HERALD.ID, JAKARTA — Dalam analisis tajamnya, pengamat politik Rocky Gerung mengingatkan publik untuk tidak hanya melihat program makan siang bergizi yang diusulkan oleh pemerintah Prabowo-Gibran dari sisi manfaat sosialnya saja, tetapi juga mencermati implikasi pendanaannya. Ia menyebut ada potensi jebakan utang Tiongkok di balik bantuan untuk program ini.
“Dalam politik, tidak ada makan siang gratis,” ungkap Rocky dalam sebuah diskusi yang diunggah di YouTube.
Pernyataan ini merujuk pada adagium terkenal yang menyoroti bahwa bantuan atau dukungan dari pihak lain sering kali datang dengan konsekuensi tertentu.
Program makan siang bergizi yang bertujuan meningkatkan kualitas gizi anak-anak Indonesia telah menarik perhatian publik setelah pemerintah Tiongkok menyatakan dukungannya terhadap program ini.
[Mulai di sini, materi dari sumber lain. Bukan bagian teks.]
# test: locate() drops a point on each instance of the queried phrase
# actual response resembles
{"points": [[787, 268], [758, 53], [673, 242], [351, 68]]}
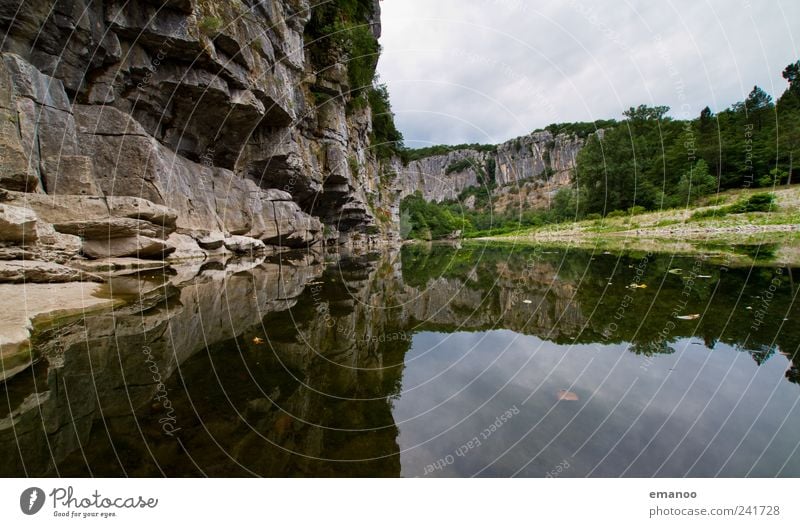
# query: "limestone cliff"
{"points": [[180, 129], [532, 168]]}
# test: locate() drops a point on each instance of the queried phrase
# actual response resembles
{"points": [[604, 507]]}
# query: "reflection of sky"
{"points": [[666, 410]]}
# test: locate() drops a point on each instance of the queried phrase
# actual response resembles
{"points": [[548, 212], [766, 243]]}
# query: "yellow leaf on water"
{"points": [[566, 395]]}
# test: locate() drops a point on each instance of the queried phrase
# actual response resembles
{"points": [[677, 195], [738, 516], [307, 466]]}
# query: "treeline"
{"points": [[340, 31], [648, 161], [652, 161]]}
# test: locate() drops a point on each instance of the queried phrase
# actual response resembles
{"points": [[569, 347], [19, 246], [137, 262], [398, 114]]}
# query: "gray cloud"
{"points": [[489, 70]]}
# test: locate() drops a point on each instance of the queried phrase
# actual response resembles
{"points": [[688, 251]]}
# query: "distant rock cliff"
{"points": [[206, 122], [537, 163]]}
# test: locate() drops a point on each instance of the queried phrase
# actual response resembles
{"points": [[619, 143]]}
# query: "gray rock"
{"points": [[17, 224], [109, 228], [32, 271], [186, 248], [244, 245], [138, 246]]}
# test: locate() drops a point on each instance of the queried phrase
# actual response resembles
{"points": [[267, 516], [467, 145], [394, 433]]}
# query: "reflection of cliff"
{"points": [[582, 297], [104, 367], [290, 367]]}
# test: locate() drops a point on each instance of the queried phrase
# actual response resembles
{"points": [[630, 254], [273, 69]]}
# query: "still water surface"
{"points": [[430, 361]]}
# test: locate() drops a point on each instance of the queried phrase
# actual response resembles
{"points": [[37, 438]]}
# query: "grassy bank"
{"points": [[717, 225]]}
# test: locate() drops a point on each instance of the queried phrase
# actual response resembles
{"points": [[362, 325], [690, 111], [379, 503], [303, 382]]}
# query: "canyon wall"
{"points": [[537, 165], [179, 129]]}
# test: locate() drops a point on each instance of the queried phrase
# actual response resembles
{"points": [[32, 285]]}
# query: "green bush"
{"points": [[386, 139], [636, 210], [763, 202], [708, 213]]}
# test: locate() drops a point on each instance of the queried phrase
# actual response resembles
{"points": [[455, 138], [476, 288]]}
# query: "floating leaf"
{"points": [[565, 395]]}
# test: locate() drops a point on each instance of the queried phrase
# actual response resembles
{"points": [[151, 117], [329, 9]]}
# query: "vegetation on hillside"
{"points": [[339, 30], [650, 161]]}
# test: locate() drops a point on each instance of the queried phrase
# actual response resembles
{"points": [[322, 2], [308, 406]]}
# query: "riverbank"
{"points": [[770, 237]]}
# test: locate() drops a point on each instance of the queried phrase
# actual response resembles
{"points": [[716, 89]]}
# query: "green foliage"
{"points": [[386, 139], [636, 210], [437, 150], [363, 51], [491, 170], [764, 202], [340, 30], [460, 165], [652, 161], [430, 221], [693, 185]]}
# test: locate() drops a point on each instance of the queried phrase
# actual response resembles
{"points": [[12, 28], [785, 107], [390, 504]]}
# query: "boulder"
{"points": [[103, 229], [138, 246], [185, 248], [33, 271], [244, 244], [17, 224], [70, 174], [210, 240]]}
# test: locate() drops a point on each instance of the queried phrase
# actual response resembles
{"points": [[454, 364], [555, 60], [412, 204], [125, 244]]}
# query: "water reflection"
{"points": [[436, 360]]}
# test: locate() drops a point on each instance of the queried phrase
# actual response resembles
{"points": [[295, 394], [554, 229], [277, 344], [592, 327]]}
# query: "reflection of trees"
{"points": [[600, 287], [651, 348]]}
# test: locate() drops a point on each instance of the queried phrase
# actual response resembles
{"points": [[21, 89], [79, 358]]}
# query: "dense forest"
{"points": [[646, 161]]}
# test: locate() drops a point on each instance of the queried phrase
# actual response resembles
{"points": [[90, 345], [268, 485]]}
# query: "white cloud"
{"points": [[489, 70]]}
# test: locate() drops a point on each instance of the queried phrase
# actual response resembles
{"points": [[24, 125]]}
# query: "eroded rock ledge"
{"points": [[175, 130]]}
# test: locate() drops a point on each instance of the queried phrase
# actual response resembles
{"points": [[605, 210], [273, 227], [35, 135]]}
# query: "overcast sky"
{"points": [[490, 70]]}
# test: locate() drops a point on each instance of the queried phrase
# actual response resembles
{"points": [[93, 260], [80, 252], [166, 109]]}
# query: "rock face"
{"points": [[539, 162], [192, 117]]}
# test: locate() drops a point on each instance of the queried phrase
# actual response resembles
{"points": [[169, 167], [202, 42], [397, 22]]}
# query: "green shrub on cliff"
{"points": [[386, 139]]}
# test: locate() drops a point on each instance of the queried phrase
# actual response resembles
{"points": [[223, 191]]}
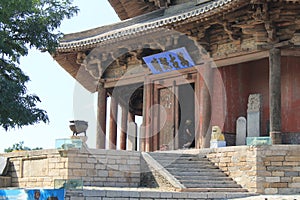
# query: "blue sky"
{"points": [[61, 96]]}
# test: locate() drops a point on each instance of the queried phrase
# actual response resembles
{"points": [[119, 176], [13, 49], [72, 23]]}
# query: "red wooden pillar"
{"points": [[275, 95], [113, 123], [123, 134], [205, 87], [101, 117]]}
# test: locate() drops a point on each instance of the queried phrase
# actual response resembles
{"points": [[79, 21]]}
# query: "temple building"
{"points": [[188, 65]]}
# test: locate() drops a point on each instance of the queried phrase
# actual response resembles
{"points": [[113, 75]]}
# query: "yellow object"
{"points": [[217, 134]]}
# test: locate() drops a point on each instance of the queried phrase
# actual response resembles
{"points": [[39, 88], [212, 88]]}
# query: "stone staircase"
{"points": [[196, 173]]}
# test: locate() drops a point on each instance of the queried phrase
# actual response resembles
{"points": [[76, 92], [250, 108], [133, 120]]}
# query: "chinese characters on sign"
{"points": [[169, 61]]}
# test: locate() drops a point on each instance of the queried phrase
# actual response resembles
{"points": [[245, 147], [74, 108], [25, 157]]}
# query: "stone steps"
{"points": [[140, 193], [196, 173], [206, 168], [202, 178]]}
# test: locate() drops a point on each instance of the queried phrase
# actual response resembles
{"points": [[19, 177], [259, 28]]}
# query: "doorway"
{"points": [[176, 116]]}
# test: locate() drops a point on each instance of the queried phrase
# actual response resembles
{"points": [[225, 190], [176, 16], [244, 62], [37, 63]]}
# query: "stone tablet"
{"points": [[241, 127], [254, 115], [132, 135], [3, 166]]}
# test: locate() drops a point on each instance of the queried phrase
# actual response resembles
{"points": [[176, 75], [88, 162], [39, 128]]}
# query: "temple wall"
{"points": [[248, 78], [264, 170], [95, 167]]}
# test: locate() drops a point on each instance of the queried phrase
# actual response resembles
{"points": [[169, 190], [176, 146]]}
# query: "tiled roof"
{"points": [[133, 26]]}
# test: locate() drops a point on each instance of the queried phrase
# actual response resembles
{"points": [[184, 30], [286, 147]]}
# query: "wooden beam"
{"points": [[101, 117], [241, 58], [275, 95]]}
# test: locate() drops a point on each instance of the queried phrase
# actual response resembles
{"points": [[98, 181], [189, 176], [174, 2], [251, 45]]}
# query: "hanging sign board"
{"points": [[169, 61]]}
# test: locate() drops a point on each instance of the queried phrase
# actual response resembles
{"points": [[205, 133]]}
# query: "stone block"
{"points": [[271, 191], [272, 179], [293, 158], [292, 174], [79, 172], [74, 165], [277, 173], [276, 163], [148, 194], [241, 128], [291, 163], [88, 166], [294, 185], [278, 185], [5, 181]]}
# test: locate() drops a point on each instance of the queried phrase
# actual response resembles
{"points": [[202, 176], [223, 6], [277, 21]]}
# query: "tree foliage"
{"points": [[20, 147], [26, 24]]}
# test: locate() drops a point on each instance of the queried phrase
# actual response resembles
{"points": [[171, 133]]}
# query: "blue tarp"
{"points": [[32, 194]]}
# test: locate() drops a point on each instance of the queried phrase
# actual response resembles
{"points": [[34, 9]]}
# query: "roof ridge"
{"points": [[143, 26]]}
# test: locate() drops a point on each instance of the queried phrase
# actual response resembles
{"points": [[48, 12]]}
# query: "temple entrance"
{"points": [[176, 115], [186, 116]]}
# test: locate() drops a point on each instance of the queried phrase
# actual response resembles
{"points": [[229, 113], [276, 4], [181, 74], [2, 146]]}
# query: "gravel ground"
{"points": [[271, 197]]}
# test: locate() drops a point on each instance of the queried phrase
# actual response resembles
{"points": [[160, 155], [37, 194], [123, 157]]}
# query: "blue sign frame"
{"points": [[32, 194], [169, 61]]}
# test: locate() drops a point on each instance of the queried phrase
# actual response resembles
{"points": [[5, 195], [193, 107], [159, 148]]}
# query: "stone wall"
{"points": [[98, 167], [36, 168], [95, 167], [265, 169]]}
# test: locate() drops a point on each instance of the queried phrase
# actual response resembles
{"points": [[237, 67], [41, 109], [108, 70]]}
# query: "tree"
{"points": [[20, 147], [26, 24]]}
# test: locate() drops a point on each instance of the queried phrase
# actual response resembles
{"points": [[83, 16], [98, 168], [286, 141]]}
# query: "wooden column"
{"points": [[101, 117], [132, 133], [123, 134], [275, 95], [144, 130], [206, 84], [113, 123]]}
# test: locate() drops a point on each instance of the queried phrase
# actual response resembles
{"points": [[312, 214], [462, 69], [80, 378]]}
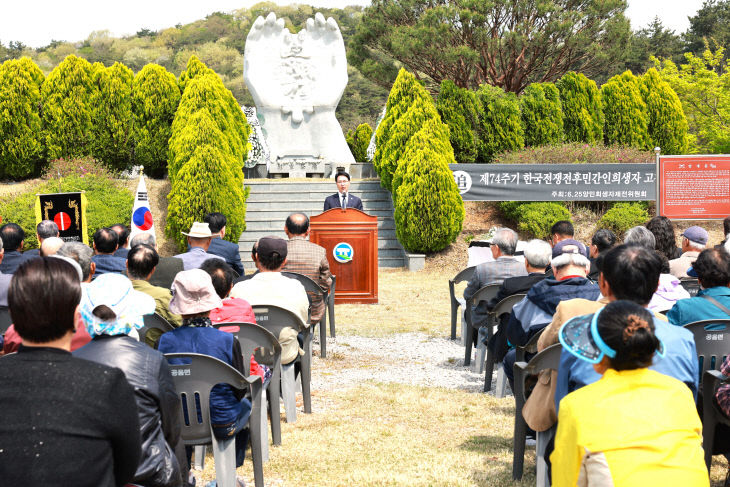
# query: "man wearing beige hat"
{"points": [[269, 286], [199, 239]]}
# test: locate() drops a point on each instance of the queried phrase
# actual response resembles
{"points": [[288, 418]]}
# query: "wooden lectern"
{"points": [[351, 239]]}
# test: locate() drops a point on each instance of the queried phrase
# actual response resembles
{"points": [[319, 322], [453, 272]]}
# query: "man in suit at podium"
{"points": [[342, 199]]}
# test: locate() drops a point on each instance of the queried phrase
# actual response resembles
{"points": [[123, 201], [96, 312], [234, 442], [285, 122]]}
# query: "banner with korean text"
{"points": [[556, 182]]}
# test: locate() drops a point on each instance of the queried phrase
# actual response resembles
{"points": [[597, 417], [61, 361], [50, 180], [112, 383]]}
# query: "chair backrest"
{"points": [[5, 319], [194, 375], [463, 275], [275, 318], [712, 340], [254, 338]]}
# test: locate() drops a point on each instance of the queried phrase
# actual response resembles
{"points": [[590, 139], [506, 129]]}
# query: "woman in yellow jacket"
{"points": [[633, 427]]}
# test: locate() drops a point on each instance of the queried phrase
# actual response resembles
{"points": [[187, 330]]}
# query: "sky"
{"points": [[36, 23]]}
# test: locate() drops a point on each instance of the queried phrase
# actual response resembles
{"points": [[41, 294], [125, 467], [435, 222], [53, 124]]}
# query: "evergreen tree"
{"points": [[542, 114], [458, 109], [429, 211], [21, 144], [155, 96], [68, 94], [625, 116], [667, 122], [112, 116], [500, 127], [582, 108]]}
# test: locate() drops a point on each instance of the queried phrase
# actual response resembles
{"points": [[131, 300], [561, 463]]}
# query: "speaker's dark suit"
{"points": [[333, 201]]}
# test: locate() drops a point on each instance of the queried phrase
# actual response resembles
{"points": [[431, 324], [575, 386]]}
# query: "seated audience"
{"points": [[199, 239], [504, 265], [570, 265], [166, 269], [13, 239], [601, 241], [307, 258], [111, 309], [122, 232], [694, 241], [105, 244], [635, 426], [193, 297], [663, 230], [268, 286], [537, 259], [712, 269], [142, 262], [66, 421], [45, 229], [223, 248]]}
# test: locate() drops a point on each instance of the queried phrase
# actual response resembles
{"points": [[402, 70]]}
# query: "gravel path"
{"points": [[406, 358]]}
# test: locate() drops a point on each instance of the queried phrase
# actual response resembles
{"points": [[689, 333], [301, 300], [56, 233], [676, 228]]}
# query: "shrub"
{"points": [[108, 203], [624, 111], [21, 144], [458, 109], [624, 216], [582, 108], [68, 95], [535, 218], [667, 122], [429, 211], [500, 127], [542, 115], [155, 96], [112, 116], [358, 140]]}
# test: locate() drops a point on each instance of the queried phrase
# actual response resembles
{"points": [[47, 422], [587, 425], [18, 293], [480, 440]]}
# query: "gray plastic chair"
{"points": [[484, 294], [194, 376], [712, 344], [312, 287], [463, 275], [255, 339], [547, 359], [503, 307], [274, 319], [711, 415]]}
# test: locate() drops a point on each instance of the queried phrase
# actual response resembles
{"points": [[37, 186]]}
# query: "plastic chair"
{"points": [[257, 339], [484, 294], [463, 275], [275, 319], [312, 287], [503, 307], [5, 319], [711, 415], [712, 344], [194, 376], [547, 359]]}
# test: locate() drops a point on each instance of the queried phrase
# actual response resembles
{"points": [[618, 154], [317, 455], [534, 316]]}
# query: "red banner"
{"points": [[694, 187]]}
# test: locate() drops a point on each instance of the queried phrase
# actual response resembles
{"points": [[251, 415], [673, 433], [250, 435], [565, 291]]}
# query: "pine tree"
{"points": [[21, 144], [112, 116], [155, 96], [458, 109], [500, 127], [542, 114], [625, 114], [582, 108], [667, 123], [68, 94]]}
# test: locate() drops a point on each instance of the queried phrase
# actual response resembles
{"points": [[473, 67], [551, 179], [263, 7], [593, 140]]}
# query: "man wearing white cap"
{"points": [[199, 239]]}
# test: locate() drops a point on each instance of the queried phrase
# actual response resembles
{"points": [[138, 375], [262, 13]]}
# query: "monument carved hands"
{"points": [[296, 81]]}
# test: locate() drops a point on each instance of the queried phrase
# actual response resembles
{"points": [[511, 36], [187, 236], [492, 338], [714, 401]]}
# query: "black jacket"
{"points": [[158, 405], [65, 421]]}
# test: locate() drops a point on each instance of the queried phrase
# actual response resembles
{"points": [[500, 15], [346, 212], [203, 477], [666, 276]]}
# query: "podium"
{"points": [[350, 238]]}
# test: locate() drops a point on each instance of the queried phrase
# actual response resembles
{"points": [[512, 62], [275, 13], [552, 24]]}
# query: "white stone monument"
{"points": [[296, 81]]}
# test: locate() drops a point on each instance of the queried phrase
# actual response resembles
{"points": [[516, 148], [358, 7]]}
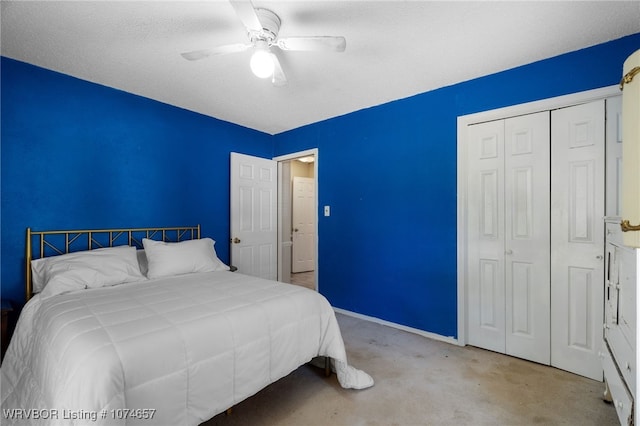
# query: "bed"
{"points": [[148, 326]]}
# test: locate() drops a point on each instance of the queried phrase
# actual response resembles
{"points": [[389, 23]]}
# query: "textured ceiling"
{"points": [[395, 49]]}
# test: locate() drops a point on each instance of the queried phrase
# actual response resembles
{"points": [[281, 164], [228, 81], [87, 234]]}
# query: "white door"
{"points": [[253, 218], [508, 236], [577, 241], [527, 233], [485, 238], [304, 224]]}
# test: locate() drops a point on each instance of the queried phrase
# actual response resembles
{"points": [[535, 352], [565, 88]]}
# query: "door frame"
{"points": [[481, 117], [288, 157]]}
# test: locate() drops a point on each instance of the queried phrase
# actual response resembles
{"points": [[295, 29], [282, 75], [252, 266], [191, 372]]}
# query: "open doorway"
{"points": [[297, 218]]}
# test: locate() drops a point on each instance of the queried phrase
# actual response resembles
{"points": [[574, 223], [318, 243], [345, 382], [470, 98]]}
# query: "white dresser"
{"points": [[619, 352]]}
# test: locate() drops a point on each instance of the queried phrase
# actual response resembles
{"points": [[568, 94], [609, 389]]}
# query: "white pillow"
{"points": [[85, 269], [167, 259]]}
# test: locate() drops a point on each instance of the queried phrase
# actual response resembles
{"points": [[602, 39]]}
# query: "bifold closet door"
{"points": [[508, 236], [577, 242]]}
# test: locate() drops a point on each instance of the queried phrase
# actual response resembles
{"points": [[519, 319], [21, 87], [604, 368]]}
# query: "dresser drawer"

Namun, Rocky mempertanyakan format bantuan tersebut, apakah dalam bentuk hibah atau utang.
Ia menyoroti bahwa langkah ini, meskipun strategis untuk meningkatkan gizi dan legitimasi politik pemerintahan Prabowo-Gibran, tetap membutuhkan kalkulasi matang.
“Program ini penting, tapi harus dipastikan bahwa kita tidak terjebak dalam utang yang berisiko di masa depan,” ujarnya.
Menurut Rocky, proyek besar seperti ini sering kali membawa dua sisi mata uang.
Di satu sisi, program makan siang bergizi bisa menciptakan harapan bagi keluarga-keluarga miskin dan menjadi pondasi untuk mencetak generasi unggul.
Namun di sisi lain, ia mengingatkan bahwa pendanaan dari pihak asing seperti Tiongkok sering kali dikaitkan dengan konsep debt trap atau jebakan utang.
“Tiongkok menggunakan utang sebagai instrumen untuk memperluas pengaruhnya di banyak negara, termasuk di kawasan Asia dan Afrika,” jelas Rocky.
Ia menambahkan bahwa jika tidak dikelola dengan bijak, utang ini bisa menjadi beban jangka panjang bagi Indonesia, yang ironisnya justru akan diwariskan kepada generasi penerima manfaat program tersebut.
Selain risiko utang, Rocky juga menyoroti potensi korupsi dalam pelaksanaan program ini.
“Program besar seperti ini adalah ladang empuk bagi korupsi,” katanya.
Ia mengingatkan bahwa sistem distribusi makan siang bergizi harus dirancang dengan mekanisme transparan untuk menghindari praktik-praktik koruptif.
“Jangan sampai hak anak-anak untuk mendapatkan gizi yang cukup dirampas oleh tangan-tangan korup. Ini bukan hanya soal makan siang, tapi soal masa depan bangsa,” tegas Rocky.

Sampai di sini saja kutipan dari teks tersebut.